The last two forms of utopia are on the one hand ancient and universal and on the other as novel and contemporary as it is possible to be. Suzaan Boettger uncovers a vision of childhood as utopia in the fascination for dinosaurs she has identified in the work of Robert Smithson. They make appearances throughout his work, ranging from the film Spiral Jetty (1970) – which takes us into the American Museum of Natural History – to paintings and drawings. Boettger makes a parallel between Smithson’s interest in extinct animals and other prehistoric motifs and his status as a ‘replacement child’ – he was born two years after the death of his brother Harold, who had leukaemia. Smithson’s depiction of these creatures allowed him to continue a relationship, however ambivalent, with his lost brother.

The new digital realm known as the metaverse has prompted many claims that it offers a route to utopia –it seems not along ago that the internet was to be the solution to all our problems rather than a vessel for old problems to manifest themselves more insistently. The technology of blockchain – a digital ledger that cannot be altered – was implemented only in 2009 with the launch of bitcoin. Promoted as a democratic, noncentralised, objective technology, it has made its impact on the art world through NFTs (non-fungible tokens) – the market thus created saw a significant spike in March this year when Beeple’s Everydays: the First 5000 Days sold for $69 million at Christie’s.

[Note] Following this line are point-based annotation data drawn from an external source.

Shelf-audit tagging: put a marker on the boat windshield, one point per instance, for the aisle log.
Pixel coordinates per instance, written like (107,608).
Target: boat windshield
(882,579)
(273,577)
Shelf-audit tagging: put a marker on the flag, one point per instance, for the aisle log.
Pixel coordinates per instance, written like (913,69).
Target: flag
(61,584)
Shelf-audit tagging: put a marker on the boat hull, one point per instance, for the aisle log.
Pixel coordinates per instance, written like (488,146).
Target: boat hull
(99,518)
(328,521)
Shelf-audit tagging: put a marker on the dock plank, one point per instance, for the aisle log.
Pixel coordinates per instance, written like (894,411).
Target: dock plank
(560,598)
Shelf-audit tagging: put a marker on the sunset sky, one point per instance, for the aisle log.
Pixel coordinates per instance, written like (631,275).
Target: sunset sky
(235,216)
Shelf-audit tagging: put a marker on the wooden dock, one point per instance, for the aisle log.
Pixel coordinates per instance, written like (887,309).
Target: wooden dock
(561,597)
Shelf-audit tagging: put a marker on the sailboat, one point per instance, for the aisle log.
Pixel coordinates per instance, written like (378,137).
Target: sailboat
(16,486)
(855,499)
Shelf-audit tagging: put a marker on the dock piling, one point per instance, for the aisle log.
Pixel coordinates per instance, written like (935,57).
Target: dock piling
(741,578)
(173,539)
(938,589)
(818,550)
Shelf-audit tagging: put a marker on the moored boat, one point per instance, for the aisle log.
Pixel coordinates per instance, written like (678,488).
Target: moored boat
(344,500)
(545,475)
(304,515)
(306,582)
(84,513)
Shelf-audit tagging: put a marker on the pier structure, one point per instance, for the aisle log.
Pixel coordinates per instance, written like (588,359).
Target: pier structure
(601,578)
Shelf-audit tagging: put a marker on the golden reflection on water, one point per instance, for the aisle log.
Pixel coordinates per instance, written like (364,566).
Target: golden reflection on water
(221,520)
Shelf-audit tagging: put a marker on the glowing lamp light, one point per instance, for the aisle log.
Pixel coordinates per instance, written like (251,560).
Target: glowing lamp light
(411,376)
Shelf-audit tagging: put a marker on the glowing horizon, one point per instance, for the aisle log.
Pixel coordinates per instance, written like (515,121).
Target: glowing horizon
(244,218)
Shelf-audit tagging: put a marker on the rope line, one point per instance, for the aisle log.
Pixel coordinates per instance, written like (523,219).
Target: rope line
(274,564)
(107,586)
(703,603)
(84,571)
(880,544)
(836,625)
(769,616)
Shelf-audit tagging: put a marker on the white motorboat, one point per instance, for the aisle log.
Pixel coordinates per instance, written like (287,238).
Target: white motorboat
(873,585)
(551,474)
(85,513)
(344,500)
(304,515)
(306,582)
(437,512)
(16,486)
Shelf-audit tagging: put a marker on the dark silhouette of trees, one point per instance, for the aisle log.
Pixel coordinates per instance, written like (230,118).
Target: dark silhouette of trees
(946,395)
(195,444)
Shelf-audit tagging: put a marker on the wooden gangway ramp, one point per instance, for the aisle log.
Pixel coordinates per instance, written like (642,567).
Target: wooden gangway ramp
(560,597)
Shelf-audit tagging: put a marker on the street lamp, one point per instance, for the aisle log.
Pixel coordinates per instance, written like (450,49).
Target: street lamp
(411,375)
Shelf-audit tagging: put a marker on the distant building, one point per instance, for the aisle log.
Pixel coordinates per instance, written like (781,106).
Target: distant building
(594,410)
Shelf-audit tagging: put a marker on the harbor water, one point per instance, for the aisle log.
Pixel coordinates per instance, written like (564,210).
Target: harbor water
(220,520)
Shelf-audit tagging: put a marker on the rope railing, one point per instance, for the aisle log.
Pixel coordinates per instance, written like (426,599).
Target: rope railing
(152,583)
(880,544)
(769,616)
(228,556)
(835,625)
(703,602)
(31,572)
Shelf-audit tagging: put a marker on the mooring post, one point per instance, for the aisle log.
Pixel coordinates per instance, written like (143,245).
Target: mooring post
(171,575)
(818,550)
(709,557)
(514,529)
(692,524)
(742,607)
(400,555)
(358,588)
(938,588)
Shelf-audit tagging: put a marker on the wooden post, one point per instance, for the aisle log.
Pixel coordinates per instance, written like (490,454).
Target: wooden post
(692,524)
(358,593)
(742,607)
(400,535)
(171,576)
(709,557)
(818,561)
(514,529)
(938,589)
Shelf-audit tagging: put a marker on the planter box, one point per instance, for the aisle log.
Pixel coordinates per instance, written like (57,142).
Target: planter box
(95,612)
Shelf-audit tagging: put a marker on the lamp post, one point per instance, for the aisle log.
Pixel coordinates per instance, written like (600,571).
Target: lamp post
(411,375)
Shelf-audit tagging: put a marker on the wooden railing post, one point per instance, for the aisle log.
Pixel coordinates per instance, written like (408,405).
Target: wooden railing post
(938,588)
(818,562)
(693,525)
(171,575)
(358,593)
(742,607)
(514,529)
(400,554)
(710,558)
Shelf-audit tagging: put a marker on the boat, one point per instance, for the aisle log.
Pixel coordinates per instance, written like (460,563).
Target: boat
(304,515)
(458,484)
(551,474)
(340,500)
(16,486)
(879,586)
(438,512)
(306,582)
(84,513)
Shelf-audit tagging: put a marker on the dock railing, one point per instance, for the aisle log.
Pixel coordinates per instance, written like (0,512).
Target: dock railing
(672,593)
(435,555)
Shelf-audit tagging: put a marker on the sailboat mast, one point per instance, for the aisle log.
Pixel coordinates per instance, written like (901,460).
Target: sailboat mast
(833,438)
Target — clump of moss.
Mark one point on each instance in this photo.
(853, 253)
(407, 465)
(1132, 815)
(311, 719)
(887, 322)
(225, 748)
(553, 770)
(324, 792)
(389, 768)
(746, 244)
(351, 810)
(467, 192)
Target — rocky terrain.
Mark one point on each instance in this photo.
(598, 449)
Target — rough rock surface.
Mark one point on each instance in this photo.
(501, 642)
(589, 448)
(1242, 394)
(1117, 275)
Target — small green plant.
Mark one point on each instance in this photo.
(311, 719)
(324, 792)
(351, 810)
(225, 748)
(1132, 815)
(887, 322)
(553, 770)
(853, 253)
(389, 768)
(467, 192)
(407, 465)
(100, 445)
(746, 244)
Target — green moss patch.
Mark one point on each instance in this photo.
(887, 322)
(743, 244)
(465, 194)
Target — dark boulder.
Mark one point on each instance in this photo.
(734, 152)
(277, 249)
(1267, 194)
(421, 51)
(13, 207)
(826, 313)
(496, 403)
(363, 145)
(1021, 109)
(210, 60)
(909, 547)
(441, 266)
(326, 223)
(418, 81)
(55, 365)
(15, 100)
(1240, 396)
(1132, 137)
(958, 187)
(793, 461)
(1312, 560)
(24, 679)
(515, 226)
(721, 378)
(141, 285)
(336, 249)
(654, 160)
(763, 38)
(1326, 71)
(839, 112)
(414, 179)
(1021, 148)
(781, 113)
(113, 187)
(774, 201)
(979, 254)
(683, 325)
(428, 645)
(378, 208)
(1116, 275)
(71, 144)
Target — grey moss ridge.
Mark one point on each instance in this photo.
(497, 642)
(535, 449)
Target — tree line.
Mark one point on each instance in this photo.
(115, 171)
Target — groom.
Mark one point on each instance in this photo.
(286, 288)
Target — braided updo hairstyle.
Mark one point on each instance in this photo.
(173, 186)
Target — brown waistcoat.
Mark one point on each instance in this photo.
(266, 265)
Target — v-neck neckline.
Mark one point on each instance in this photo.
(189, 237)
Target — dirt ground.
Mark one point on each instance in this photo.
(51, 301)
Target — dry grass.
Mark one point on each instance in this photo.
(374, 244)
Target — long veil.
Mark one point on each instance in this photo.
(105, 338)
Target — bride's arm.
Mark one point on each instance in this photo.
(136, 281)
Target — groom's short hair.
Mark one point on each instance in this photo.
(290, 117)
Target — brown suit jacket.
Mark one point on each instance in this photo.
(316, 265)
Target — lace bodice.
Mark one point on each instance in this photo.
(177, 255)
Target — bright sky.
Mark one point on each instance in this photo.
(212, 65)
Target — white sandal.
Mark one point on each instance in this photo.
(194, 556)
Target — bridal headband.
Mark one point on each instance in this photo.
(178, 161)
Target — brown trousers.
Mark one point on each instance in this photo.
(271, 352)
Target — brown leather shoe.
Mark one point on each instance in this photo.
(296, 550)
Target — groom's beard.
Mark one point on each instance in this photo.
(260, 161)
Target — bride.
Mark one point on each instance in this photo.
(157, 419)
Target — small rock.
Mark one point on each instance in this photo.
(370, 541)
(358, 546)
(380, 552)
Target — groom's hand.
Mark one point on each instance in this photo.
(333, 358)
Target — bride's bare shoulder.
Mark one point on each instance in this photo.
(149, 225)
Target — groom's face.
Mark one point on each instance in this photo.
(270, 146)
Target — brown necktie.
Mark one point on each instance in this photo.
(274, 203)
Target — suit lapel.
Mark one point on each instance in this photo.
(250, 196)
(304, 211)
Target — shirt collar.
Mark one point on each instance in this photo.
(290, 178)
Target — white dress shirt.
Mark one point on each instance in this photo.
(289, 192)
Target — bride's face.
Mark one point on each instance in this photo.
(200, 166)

It has been argued that the ‘cryptoverse’ offers a correction to the market’s traditional preference for the work of white men, yet, as Charlotte Kent argues in her article, ‘Blockchain manifestos: fighting for the imagination of a culture’ – an analysis of the work of three artists, Claudia Hart, Cassils and Danielle Brathwaite-Shirley, who have written independent manifestos that address blockchain technology and the utopian ideals it espouses – blockchain is offering a transactional revolution rather than an aesthetic one. Writing that ‘the metaverse does not introduce an alternative, new realm’, Kent concludes that blockchain’s archive ‘houses the potential either to instigate a move away from the marginalisation of centuries of hierarchical capitalism or to reinforce it. Time – and crucially our choices – will tell’. For the moment, however, the idea of a digital artistic democracy remains out of reach – but then elusiveness has always been integral to the definition of utopia.